If you have access to a sauna and swimming pool you can recover quickly by switching between a hot and cold temperature. However much time you spend heating up your body in the sauna is how much time you should spend cooling down in the pool. By going back and forth several times heating and cooling your core temperature your body can reset and heal quicker. For example, sit in the sauna for 10 minutes then go straight to the pool for 10 minutes and do this for 40-60 minutes twice a week. The quick temperature change will challenge your heart rate allowing you to burn more calories than if you were to just sit in the sauna for a long period of time.
Switch up your cardiorespiratory training throughout your weekly workouts by moving around in the pool. Swimming is a great way to get in aerobic exercise without adding extra stresses to muscles, joints, and tendons. If you are feeling tight and sore then skip that 5k run you had planned and swim it instead.

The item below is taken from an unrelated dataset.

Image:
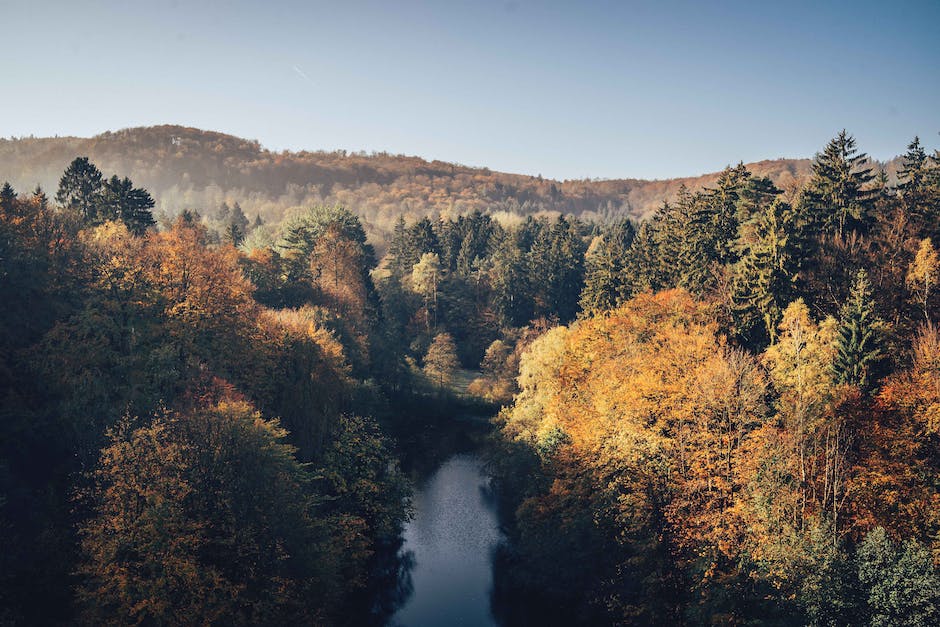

You will still get all of the benefits like improving your cardio fitness, flexibility, and muscular endurance. The cold water promotes blood flow and can enhance agility and power when paired with weight-training on a weekly basis. If swimming laps doesn’t seem like your thing, that’s okay, because there are so many different types of exercises you can do in the pool. You could run while circling your arms, hold a kick-board to target specific muscles, float around while strengthening your core, or just practice holding your breath.
Whatever it is that brings you joy and makes your body feel good should be scheduled into your weekly exercise routine. We must practice muscle and body recovery in many different ways to gain a variety of benefits and outcomes. People often feel like “rest days” aren’t being productive when in reality we need rest days to perform, grow, and function better to maintain functional movements throughout our life and hobbies that we love.
To more rest days, health, and happiness all 2021!